Hoewel de economie van de eurozone in de eerste helft van dit jaar teleurstelde, bleven de Centraal-Europese economieën het goed doen. De vertrouwensniveaus van de bedrijven in de regio, gemeten door de PMI's, zijn gedaald ten opzichte van de piekniveaus aan het begin van dit jaar, maar liggen nog altijd ruim boven het niveau dat aanhoudende groei weergeeft en boven de langetermijngemiddelden. Dit wijst erop dat deze landen algemeen gezien nog altijd op koers liggen voor erg solide groeicijfers in 2018.
De Tsjechische economische groei zal dit jaar waarschijnlijk iets lager uitvallen dan het zeer hoge groeicijfer van 2017. De algemene trend in de Tsjechische economie blijft echter positief. Door de toenemende krapte op de arbeidsmarkt, die de lonen doet stijgen en de inflatiedruk doet toenemen, in combinatie met enige oververhitting op de vastgoedmarkt, heeft de Nationale Bank van Tsjechië (CNB) tijdens haar vergadering in augustus besloten haar monetaire beleid aan te scherpen (figuur 2). De CNB verhoogde het basistarief tot 1,25%, het Lombardtarief tot 2,25% en het discontotarief tot 0,25%. Het besluit van de CNB was gebaseerd op nieuwe macro-economische vooruitzichten, waarin wordt uitgegaan van een tragere appreciatie van de CZK en een hogere inflatie. Toch blijft de CNB conservatief op langere termijn, wat mogelijk verrassend is gegeven de doorgevoerde snelle rentestijging dit jaar. Zo voorziet ze geen renteverhogingen meer in 2019. Onze geactualiseerde vooruitzichten bevatten nog een renteverhoging van 25 basispunten tegen eind 2018, in lijn met de nieuwe CNB-voorspelling. We geloven echter niet dat er geen bijkomende renteverhogingen zullen volgen in 2019. In ons basisscenario voorzien we er twee, met zelfs een risico op drie verhogingen (elk 25 basispunten) als de wisselkoers van de kroon duidelijk zwakker blijft dan verwacht door de CNB. In de eerste reactie van de markt was er sprake van een depreciatie van de CZK, omdat beleggers waarschijnlijk enigszins teleurgesteld waren over de voorzichtige houding van de CNB voor 2019. Daarna steeg het CZK echter weer voorbij de niveaus van vorige maand.
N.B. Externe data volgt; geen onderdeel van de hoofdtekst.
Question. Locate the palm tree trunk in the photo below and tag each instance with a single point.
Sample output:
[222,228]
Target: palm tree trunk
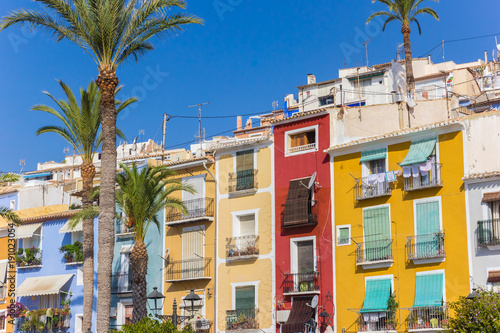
[107,82]
[410,80]
[88,174]
[139,263]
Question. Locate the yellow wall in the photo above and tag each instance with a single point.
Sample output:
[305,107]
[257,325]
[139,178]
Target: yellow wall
[257,269]
[348,211]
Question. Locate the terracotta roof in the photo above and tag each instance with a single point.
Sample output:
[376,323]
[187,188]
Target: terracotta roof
[298,115]
[483,175]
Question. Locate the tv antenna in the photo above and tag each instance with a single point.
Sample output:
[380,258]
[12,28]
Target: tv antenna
[365,44]
[199,117]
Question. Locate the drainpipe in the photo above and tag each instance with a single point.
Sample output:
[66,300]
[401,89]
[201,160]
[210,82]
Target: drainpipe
[215,246]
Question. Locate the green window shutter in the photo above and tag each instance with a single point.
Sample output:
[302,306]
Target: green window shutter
[245,298]
[377,232]
[429,290]
[427,242]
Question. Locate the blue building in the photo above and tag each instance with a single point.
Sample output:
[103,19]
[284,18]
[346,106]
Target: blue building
[46,276]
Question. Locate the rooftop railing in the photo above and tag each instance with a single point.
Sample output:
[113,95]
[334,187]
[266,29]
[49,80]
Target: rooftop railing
[425,246]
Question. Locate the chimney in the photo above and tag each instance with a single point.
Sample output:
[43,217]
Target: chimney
[311,79]
[239,123]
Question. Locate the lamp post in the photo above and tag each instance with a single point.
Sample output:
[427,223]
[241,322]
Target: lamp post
[174,318]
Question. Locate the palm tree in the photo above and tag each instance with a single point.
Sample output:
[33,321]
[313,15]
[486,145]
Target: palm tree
[111,32]
[81,129]
[405,11]
[141,195]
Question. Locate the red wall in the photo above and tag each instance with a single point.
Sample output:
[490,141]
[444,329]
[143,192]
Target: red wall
[300,166]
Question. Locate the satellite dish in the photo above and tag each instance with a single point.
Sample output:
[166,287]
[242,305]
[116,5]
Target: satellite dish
[311,182]
[314,302]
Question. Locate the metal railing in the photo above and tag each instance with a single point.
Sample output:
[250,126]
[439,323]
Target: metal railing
[425,246]
[299,213]
[244,319]
[301,282]
[188,269]
[488,232]
[427,317]
[241,247]
[374,251]
[377,321]
[366,190]
[431,179]
[302,148]
[242,180]
[196,208]
[121,283]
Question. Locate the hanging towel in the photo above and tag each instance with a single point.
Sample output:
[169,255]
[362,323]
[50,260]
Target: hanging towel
[407,172]
[372,179]
[414,170]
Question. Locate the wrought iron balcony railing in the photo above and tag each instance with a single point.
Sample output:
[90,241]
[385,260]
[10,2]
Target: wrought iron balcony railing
[191,269]
[242,180]
[366,190]
[121,283]
[425,246]
[244,319]
[196,208]
[242,247]
[432,179]
[295,213]
[373,252]
[427,318]
[301,282]
[488,232]
[381,321]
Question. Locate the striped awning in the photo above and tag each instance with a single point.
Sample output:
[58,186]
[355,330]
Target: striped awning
[490,197]
[67,227]
[419,151]
[372,155]
[429,290]
[377,295]
[44,285]
[27,230]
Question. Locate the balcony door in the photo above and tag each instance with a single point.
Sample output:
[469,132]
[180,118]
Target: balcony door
[194,201]
[193,259]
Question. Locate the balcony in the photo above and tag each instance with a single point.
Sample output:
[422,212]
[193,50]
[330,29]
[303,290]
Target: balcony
[29,258]
[244,181]
[123,231]
[243,247]
[121,283]
[382,321]
[297,213]
[374,254]
[365,190]
[488,234]
[427,318]
[432,179]
[197,209]
[301,283]
[245,319]
[193,269]
[425,247]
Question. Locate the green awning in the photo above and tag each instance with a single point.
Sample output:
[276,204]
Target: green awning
[372,155]
[429,290]
[377,295]
[419,151]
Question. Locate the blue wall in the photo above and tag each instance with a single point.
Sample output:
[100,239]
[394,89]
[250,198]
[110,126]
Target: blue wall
[53,263]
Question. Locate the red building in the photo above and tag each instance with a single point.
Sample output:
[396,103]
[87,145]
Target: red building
[304,260]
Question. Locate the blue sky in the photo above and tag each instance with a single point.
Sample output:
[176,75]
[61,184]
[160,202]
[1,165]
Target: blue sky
[248,54]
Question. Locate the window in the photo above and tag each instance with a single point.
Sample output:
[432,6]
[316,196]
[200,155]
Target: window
[343,235]
[301,140]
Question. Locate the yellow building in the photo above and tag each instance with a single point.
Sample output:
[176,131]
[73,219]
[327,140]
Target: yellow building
[400,225]
[245,234]
[189,244]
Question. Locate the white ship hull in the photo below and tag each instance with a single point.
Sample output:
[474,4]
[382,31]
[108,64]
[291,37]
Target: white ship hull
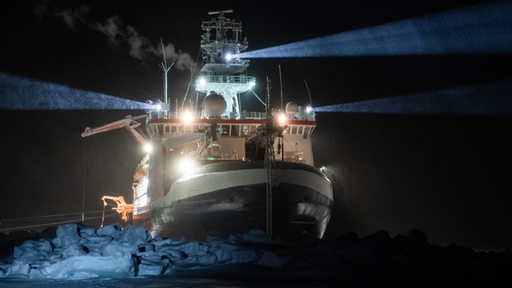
[231,197]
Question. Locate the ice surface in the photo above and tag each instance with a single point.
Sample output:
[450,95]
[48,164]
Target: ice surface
[79,252]
[116,256]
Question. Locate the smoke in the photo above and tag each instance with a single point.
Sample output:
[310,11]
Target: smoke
[117,33]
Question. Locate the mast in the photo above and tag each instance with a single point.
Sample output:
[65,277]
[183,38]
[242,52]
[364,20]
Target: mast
[223,72]
[165,69]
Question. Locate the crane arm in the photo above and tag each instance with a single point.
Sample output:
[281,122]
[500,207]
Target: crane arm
[128,122]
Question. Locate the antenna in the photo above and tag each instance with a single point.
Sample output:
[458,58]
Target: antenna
[281,85]
[309,94]
[166,69]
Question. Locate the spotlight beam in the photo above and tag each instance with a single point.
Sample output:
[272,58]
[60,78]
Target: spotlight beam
[18,93]
[479,29]
[492,98]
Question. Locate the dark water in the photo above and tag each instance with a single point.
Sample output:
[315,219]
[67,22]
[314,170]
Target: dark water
[223,276]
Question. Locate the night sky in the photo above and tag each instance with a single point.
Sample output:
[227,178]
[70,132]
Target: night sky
[446,174]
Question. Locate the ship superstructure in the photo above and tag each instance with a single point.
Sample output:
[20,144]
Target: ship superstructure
[223,169]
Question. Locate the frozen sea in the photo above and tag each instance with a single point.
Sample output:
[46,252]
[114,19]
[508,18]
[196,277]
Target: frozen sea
[116,256]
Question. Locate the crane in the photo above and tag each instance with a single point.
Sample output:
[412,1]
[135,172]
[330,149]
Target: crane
[131,125]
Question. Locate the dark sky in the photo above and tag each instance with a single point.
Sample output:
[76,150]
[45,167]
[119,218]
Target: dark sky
[444,174]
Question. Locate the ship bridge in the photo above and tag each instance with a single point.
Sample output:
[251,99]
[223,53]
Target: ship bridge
[223,72]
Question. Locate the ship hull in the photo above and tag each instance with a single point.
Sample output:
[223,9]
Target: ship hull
[229,198]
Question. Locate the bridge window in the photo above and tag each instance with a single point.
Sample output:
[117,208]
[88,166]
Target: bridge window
[234,130]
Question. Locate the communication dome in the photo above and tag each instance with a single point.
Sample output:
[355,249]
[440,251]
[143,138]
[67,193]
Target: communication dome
[214,105]
[292,107]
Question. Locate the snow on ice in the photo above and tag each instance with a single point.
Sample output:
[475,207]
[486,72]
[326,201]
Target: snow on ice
[79,252]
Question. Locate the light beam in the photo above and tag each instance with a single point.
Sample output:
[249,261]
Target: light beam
[479,29]
[19,93]
[494,98]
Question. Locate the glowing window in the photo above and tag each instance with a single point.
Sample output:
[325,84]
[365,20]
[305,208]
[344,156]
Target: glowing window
[234,130]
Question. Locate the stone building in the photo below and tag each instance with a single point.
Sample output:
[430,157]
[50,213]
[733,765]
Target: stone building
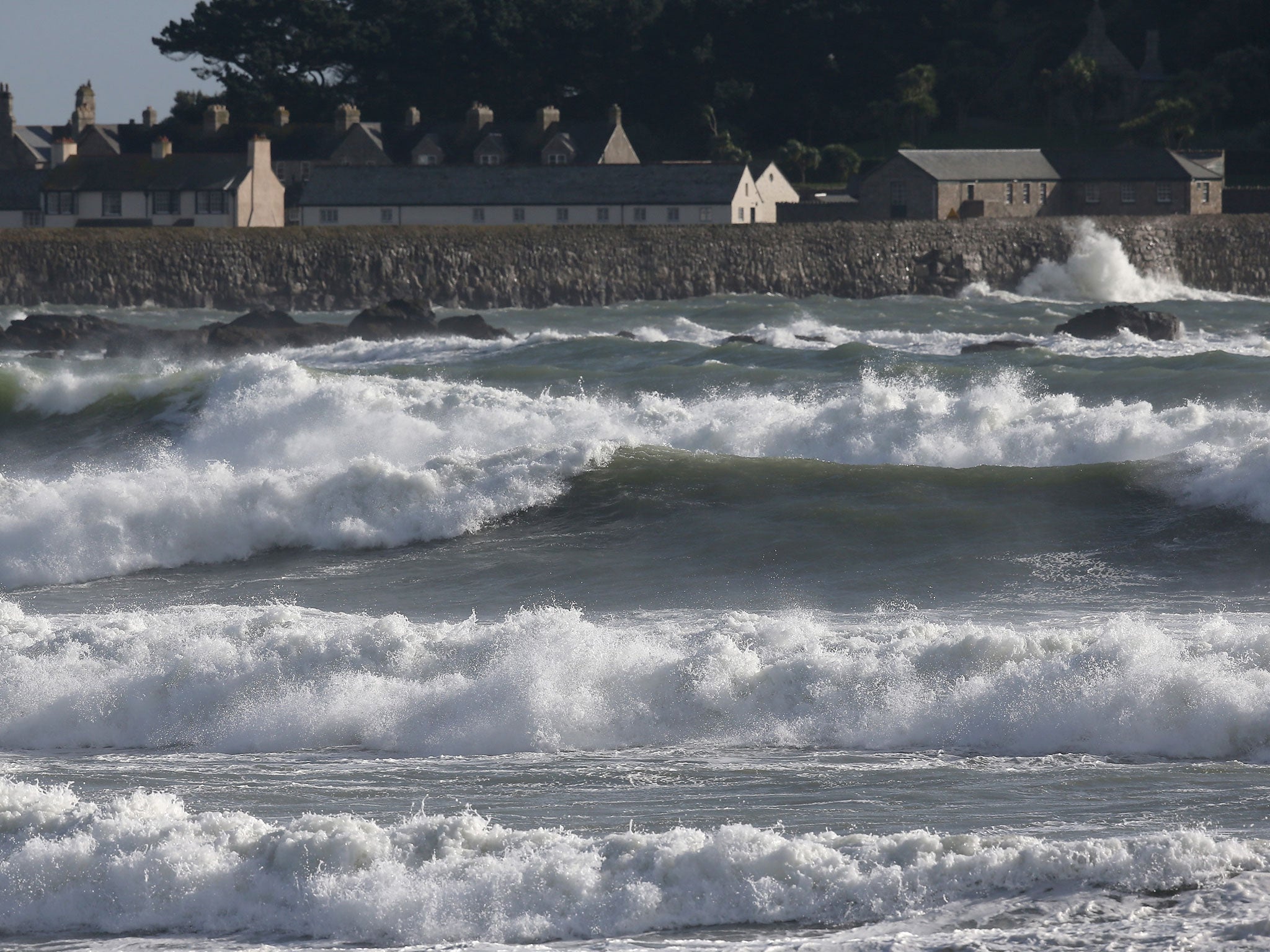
[685,193]
[131,191]
[1019,183]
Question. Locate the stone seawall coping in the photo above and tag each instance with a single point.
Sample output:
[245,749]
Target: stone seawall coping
[308,270]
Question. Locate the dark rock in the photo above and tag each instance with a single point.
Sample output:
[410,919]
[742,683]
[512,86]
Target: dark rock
[1109,322]
[991,346]
[394,319]
[470,325]
[59,332]
[266,320]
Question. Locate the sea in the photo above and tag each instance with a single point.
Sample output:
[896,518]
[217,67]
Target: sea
[837,640]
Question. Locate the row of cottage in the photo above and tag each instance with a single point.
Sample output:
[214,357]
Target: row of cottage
[543,173]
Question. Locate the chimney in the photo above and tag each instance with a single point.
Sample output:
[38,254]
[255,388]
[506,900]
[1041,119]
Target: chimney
[1151,64]
[64,150]
[347,116]
[215,118]
[478,118]
[7,120]
[259,154]
[86,108]
[546,117]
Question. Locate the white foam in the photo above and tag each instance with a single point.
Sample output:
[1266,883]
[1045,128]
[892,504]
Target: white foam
[1099,270]
[144,862]
[283,678]
[281,456]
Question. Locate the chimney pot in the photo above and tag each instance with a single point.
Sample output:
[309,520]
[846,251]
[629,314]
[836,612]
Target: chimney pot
[64,150]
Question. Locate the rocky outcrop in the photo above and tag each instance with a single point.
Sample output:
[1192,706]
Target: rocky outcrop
[252,333]
[322,270]
[1108,322]
[995,346]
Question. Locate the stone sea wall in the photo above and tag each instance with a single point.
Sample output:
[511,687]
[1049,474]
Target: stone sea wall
[343,268]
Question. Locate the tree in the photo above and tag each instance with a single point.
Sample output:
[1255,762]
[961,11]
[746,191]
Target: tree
[840,162]
[1170,122]
[797,155]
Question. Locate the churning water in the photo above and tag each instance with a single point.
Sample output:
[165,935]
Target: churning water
[840,640]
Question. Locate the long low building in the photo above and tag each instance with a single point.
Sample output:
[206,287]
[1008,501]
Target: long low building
[603,195]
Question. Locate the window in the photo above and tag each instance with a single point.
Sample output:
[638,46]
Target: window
[166,203]
[211,203]
[61,203]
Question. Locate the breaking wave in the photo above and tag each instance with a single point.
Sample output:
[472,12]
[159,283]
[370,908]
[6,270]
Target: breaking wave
[271,455]
[285,678]
[145,862]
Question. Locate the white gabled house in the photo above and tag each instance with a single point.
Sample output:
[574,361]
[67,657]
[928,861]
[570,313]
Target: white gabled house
[592,195]
[138,191]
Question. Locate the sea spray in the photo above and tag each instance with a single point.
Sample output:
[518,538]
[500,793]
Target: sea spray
[144,862]
[278,456]
[290,678]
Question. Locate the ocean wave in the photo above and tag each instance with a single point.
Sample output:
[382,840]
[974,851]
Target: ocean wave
[285,678]
[145,862]
[277,456]
[1099,270]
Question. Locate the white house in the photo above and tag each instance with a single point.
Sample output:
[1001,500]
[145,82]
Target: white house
[510,195]
[122,191]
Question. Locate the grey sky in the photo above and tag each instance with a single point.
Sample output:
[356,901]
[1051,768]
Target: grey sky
[48,47]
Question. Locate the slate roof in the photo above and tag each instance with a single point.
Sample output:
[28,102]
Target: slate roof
[1129,165]
[136,173]
[522,186]
[19,191]
[982,164]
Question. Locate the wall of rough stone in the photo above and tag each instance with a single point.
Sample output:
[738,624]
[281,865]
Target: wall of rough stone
[530,267]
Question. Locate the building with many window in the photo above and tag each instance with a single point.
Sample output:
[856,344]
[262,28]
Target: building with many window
[130,191]
[683,193]
[1015,183]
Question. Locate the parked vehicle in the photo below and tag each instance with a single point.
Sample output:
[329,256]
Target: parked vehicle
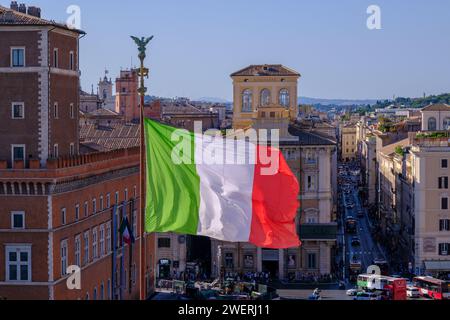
[412,292]
[356,242]
[366,296]
[432,288]
[391,288]
[352,292]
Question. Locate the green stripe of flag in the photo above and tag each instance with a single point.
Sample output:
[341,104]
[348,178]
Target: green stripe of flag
[173,190]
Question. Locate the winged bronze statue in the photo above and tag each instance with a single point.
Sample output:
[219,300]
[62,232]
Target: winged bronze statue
[142,45]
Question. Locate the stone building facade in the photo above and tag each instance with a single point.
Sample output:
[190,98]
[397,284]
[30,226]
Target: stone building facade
[265,97]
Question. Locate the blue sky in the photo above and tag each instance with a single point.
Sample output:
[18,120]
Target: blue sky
[199,43]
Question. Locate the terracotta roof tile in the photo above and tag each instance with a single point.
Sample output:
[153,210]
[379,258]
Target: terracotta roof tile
[11,17]
[266,70]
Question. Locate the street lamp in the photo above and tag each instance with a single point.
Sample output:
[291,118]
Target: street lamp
[143,72]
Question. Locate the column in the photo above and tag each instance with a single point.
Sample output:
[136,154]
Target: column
[258,260]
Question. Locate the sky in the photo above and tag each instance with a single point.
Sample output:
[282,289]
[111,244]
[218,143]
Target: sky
[199,43]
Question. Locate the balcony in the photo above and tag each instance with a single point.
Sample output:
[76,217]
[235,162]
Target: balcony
[432,139]
[318,231]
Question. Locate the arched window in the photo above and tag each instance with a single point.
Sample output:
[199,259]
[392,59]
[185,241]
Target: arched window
[284,98]
[265,97]
[446,124]
[432,124]
[247,101]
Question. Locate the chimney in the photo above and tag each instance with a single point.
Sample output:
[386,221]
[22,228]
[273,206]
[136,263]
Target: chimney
[34,11]
[14,6]
[23,8]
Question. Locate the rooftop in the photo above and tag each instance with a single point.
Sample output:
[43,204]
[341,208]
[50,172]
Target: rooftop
[266,70]
[310,138]
[437,107]
[12,17]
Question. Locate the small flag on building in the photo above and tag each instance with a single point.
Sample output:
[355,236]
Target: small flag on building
[126,232]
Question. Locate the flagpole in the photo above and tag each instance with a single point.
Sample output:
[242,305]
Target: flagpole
[143,72]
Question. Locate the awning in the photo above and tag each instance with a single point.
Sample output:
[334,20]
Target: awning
[437,265]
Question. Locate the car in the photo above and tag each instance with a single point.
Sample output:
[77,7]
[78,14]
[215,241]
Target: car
[412,292]
[352,292]
[356,242]
[366,296]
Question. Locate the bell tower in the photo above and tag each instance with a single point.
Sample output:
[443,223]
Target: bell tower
[105,92]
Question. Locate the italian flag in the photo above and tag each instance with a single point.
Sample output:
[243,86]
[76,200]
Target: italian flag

De Hongaarse economie ligt op schema om een jaarlijkse bbp-groei van 4% te halen dit jaar, in lijn met het cijfer van vorig jaar. Wij verwachten dat de bijdrage van de begroting erg groot zal zijn, aangezien de opname van EU-middelen waarschijnlijk geconcentreerd zal zijn in 2018. Dit betekent echter ook dat de beschikbare EU-middelen in 2019 en vooral in 2020 veel minder omvangrijk zullen zijn. Hierdoor zien we de groei de komende jaren vertragen, tot 2,5% in 2020. Ondanks de sterke prestaties van de Hongaarse economie blijft de Hongaarse centrale bank (MNB) zeer voorzichtig. De MNB liet haar rentetarieven ongewijzigd tijdens haar bijeenkomst in juli. Zoals verwacht negeerde de MNB de recente verliezen van de forint en hield ze vast aan haar expansieve monetaire beleid met als doel de inflatiedoelstelling van 3% jaar-op-jaar op een duurzame manier te bereiken. Dit wijst in de richting van een erg geleidelijke normalisering van het monetaire beleid, waarbij de MNB waarschijnlijk de beleidskoers van de ECB zal volgen. We verwachten dan ook geen verandering in de beleidsrente in de komende twaalf maanden.
Figuur 2 - Beleidsverkrapping CNB gedreven door sterke loonstijgingen en toenemende inflatie (% verandering jaar-op-jaar)
Bron: KBC Economic Research gebaseerd op Eurostat en Czech Statistical Office (2018)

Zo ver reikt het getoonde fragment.